Fracture, posterior transcortical breach, migration, and lateral prominence of cross pins were excluded from analysis when at least one cross pin was completely resorbed (n = 16 patients). Forty-five fractured cross pins were seen in 35 (17%) of 202 patients. The posterior femoral cortex was breached in 57 (28%) of 202 patients. Migration of fractured pin fragments occurred in 12 (6%) of 202 patients. There was a significant relationship between fractures and posterior breach of cross pins (P = .001), as well as between cross-pin angles and fractures (P = .002). Both cross pins were completely resorbed in 12 (6%) of 218 patients (average time since surgery, 53 months; range, 8-92 months).

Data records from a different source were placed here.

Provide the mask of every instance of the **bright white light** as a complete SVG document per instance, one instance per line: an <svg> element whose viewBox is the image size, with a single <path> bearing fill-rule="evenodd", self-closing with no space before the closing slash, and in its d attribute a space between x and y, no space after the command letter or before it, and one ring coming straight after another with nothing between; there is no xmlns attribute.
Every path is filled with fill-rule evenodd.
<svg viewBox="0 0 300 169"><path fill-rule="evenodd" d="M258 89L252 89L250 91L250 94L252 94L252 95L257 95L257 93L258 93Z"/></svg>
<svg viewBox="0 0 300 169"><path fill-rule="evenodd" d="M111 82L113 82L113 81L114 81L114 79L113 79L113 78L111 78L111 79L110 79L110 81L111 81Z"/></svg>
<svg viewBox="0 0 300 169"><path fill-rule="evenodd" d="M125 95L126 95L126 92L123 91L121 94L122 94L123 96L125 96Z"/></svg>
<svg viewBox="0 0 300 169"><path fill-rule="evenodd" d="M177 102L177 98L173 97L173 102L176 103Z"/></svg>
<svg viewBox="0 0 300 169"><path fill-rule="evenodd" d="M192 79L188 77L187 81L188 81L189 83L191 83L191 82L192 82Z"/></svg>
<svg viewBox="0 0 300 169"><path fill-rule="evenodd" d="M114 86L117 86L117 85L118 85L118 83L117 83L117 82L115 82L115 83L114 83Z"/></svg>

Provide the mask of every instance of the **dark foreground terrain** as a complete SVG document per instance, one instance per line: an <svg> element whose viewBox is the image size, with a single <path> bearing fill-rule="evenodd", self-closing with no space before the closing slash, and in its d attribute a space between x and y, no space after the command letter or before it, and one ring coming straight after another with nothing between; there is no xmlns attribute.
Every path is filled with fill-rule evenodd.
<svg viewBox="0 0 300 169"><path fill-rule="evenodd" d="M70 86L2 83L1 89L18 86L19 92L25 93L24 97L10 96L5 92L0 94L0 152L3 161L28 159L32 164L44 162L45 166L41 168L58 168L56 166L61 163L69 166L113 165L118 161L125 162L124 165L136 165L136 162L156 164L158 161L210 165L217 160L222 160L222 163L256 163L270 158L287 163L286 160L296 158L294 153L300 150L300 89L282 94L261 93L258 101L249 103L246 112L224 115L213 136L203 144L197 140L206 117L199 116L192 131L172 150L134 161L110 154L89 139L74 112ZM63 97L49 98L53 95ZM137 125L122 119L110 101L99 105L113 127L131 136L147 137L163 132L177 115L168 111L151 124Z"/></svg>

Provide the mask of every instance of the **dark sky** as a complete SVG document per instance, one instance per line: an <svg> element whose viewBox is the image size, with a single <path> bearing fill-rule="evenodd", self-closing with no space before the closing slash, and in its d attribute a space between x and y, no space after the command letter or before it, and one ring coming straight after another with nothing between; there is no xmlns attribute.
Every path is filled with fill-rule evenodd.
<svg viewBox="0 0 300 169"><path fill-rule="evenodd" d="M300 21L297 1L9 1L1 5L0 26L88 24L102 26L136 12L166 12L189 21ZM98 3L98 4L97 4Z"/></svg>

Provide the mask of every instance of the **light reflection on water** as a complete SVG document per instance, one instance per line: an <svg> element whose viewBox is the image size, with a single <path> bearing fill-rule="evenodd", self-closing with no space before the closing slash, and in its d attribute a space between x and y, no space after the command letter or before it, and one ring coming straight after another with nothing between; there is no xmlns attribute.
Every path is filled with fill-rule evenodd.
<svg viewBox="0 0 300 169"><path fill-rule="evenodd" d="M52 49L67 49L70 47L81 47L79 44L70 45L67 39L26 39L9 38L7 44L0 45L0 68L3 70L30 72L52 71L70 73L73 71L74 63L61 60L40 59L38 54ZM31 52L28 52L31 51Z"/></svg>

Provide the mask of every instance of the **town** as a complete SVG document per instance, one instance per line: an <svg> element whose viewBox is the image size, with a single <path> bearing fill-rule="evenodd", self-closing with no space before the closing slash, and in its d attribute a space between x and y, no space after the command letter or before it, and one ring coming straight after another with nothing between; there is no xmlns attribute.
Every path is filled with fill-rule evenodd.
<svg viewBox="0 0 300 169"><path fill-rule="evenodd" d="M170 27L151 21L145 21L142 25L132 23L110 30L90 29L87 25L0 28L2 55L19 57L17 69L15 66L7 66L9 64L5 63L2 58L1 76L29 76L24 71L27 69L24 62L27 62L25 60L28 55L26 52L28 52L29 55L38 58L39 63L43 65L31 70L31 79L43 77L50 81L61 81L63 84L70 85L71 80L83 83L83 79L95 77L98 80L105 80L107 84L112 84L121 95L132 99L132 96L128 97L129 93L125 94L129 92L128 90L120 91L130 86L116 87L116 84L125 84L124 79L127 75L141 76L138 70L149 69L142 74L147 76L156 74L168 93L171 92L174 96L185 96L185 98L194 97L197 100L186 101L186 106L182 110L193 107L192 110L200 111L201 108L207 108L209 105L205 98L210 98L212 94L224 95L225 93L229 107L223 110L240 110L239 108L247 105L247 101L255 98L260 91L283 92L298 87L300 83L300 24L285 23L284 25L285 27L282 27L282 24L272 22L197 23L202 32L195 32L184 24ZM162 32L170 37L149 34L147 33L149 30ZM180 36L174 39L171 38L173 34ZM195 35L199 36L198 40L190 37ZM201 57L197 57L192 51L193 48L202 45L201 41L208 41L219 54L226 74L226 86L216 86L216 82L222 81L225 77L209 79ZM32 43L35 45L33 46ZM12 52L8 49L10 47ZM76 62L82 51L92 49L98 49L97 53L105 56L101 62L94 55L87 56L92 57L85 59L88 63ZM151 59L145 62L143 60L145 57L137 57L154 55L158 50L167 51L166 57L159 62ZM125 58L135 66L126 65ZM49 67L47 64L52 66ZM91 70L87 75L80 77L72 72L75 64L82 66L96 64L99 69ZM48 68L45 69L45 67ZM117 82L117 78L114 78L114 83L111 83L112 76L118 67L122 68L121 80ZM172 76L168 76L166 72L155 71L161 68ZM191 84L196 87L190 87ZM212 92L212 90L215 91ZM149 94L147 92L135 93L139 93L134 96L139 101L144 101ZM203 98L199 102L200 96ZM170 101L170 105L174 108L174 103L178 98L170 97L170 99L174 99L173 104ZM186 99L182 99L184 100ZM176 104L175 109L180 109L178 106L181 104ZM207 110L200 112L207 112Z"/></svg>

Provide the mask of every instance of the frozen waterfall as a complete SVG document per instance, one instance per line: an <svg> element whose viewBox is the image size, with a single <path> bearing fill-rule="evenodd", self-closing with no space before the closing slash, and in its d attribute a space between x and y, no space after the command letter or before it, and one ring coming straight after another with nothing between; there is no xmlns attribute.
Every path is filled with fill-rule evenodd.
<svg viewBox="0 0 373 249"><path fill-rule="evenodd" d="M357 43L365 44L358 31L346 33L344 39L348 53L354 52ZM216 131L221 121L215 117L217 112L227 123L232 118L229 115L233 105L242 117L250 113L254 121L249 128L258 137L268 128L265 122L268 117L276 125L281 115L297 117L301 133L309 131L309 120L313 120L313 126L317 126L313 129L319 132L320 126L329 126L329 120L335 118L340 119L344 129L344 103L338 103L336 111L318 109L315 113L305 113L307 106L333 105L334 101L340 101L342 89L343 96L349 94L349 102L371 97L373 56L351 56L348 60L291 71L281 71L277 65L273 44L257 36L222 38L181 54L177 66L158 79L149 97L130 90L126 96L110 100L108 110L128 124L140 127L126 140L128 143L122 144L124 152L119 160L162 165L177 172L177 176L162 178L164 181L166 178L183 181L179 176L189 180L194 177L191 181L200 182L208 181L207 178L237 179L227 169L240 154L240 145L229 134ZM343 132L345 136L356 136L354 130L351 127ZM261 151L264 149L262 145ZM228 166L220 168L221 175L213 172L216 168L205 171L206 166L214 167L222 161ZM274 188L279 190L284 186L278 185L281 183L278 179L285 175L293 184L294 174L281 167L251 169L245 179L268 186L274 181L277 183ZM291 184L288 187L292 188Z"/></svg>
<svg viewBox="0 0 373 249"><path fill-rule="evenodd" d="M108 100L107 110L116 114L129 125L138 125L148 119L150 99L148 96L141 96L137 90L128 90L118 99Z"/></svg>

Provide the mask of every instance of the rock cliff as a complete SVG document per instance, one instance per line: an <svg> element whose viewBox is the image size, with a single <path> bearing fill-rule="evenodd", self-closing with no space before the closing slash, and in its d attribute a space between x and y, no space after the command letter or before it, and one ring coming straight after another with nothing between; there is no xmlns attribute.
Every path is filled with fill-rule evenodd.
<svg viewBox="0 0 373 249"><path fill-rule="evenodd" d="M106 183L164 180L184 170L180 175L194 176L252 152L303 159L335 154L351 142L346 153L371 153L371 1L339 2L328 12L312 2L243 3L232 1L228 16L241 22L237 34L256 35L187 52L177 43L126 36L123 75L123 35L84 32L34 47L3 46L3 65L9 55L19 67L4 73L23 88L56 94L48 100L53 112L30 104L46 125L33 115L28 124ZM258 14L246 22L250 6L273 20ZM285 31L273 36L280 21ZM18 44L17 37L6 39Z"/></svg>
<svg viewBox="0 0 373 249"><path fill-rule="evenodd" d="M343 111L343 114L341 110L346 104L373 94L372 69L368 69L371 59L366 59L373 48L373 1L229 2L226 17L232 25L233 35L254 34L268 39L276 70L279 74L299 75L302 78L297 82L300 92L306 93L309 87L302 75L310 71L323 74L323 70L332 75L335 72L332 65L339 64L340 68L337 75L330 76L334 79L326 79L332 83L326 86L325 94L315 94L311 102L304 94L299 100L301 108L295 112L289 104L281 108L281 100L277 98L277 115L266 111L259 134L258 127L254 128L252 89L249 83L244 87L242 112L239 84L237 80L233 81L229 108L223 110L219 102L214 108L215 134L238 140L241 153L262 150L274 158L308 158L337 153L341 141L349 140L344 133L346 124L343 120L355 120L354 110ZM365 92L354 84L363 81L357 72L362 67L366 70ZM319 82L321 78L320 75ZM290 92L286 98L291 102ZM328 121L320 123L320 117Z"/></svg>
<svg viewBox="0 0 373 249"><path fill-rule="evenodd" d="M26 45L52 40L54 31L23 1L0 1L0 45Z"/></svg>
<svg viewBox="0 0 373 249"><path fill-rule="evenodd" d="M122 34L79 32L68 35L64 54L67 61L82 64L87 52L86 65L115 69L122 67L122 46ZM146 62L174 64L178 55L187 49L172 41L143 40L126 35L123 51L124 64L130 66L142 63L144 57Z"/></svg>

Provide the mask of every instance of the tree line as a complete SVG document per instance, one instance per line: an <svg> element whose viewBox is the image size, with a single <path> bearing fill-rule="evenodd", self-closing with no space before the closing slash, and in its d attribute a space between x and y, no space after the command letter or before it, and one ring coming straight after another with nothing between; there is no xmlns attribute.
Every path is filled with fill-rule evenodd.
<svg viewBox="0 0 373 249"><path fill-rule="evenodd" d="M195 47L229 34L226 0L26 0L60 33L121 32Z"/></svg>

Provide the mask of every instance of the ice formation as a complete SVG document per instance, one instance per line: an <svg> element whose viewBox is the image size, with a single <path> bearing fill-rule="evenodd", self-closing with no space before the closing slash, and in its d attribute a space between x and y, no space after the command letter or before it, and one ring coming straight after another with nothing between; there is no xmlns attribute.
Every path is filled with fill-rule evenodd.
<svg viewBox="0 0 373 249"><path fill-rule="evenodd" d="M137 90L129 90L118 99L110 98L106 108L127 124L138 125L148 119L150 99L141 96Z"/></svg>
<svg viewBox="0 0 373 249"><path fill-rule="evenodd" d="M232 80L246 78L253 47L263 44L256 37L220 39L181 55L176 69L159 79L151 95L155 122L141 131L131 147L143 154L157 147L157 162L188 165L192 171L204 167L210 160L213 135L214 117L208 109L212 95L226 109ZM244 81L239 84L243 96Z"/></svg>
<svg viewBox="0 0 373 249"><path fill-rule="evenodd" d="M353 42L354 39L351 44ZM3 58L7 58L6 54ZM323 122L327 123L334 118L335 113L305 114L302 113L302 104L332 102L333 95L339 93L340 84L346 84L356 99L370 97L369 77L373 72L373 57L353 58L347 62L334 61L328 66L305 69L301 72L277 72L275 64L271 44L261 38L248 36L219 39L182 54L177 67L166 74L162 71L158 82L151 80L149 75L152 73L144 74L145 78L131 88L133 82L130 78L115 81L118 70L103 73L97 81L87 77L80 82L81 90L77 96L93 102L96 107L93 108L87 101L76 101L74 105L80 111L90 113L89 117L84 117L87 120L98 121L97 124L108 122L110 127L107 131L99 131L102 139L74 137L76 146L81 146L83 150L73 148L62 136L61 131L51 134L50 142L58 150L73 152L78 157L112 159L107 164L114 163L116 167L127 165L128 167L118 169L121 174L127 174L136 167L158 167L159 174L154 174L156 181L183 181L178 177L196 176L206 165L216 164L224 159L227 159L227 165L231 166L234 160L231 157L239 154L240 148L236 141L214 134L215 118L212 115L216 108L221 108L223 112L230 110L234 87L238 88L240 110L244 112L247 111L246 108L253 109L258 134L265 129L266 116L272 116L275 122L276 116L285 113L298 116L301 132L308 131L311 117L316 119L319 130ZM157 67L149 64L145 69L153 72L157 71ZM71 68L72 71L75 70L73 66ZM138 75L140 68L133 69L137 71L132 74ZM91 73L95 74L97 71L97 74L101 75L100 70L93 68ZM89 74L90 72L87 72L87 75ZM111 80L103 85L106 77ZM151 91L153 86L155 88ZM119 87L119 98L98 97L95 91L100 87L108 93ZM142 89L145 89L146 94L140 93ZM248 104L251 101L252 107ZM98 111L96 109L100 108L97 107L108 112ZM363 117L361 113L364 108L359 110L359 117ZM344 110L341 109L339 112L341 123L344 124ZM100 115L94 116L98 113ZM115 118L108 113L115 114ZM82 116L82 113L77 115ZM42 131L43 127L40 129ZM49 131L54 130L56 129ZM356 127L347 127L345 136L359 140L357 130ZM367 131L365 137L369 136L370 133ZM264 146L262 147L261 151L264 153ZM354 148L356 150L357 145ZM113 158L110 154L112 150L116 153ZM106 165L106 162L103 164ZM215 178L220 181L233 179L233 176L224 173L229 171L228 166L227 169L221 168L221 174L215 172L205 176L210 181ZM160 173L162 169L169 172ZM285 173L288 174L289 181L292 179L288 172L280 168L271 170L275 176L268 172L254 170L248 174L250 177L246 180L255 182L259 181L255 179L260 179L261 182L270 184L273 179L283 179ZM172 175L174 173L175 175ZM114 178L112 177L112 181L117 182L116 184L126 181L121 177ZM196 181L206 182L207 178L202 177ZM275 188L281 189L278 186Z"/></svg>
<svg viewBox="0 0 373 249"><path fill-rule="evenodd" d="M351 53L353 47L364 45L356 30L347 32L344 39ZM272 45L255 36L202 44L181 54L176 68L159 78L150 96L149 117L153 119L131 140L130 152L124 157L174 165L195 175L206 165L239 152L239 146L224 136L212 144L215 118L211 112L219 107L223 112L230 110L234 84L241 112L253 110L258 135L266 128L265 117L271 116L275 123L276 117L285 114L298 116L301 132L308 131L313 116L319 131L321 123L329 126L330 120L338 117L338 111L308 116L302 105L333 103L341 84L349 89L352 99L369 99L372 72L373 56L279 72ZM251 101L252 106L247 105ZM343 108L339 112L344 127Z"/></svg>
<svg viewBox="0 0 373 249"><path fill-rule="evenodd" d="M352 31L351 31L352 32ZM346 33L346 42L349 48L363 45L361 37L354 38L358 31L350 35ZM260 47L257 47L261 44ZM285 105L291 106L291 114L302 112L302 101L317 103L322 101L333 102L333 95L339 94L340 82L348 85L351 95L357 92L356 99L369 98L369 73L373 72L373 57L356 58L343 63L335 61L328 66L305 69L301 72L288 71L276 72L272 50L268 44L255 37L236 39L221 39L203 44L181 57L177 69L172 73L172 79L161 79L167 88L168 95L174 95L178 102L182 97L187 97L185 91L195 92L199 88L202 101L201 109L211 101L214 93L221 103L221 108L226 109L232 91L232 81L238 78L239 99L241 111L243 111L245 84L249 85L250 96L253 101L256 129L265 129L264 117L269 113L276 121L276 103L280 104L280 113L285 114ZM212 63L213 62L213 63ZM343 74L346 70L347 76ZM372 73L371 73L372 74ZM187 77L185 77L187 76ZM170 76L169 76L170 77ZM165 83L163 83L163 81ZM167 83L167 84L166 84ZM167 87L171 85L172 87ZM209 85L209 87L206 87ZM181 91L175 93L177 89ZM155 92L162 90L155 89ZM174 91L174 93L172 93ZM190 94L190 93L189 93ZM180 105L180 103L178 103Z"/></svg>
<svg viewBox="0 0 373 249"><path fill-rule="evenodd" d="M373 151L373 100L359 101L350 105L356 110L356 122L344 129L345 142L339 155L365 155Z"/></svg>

No significant association was found between any MR imaging finding related to cross pins and clinical test findings.
Fracture and posterior transcortical breach of bioabsorbable femoral cross pins, commonly seen at follow-up MR imaging studies, do not correlate with clinical findings of joint instability or pain. Posteriorly angulated cross pins and posterior transcortical breach are significantly associated with cross-pin fractures.
在 ACL 重建后随访的磁共振成像(MR)研究中,确定与生物可吸收股骨交叉钉相关的影像学表现和并发症的频率,并将这些 MR 成像结果与临床评估结果进行比较。
本回顾性研究经机构审查委员会批准,且豁免了知情同意。回顾性分析了 218 例 ACL 重建后患者的随访 MR 成像研究(平均术后 26 个月)。在 MR 图像上研究了交叉钉的骨折、后皮质穿透、迁移、吸收和交叉钉的外侧突出,以及交叉钉相对于髁间线的角度。临床评估包括 Lachman、前抽屉和枢轴转移试验,以及关节压痛评估。
当至少一个交叉钉完全吸收时(n = 16 例患者),排除了交叉钉的骨折、后皮质穿透、迁移和外侧突出进行分析。在 202 例患者中的 35 例(17%)中发现了 45 个骨折的交叉钉。在 202 例患者中,有 57 例(28%)后股骨皮质穿透。在 202 例患者中,有 12 例(6%)发生了骨折钉碎片的迁移。交叉钉的骨折与后皮质穿透之间存在显著相关性(P =.001),交叉钉角度与骨折之间也存在显著相关性(P =.002)。在 218 例患者中,有 12 例(6%)的双侧交叉钉完全吸收(平均手术时间 53 个月,范围 8-92 个月)。没有发现任何与交叉钉相关的影像学表现与临床检查结果之间存在显著关联。
生物可吸收股骨交叉钉在随访的 MR 成像研究中常见的骨折和后皮质穿透与关节不稳定或疼痛的临床发现无关。向后成角的交叉钉和后皮质穿透与交叉钉骨折显著相关。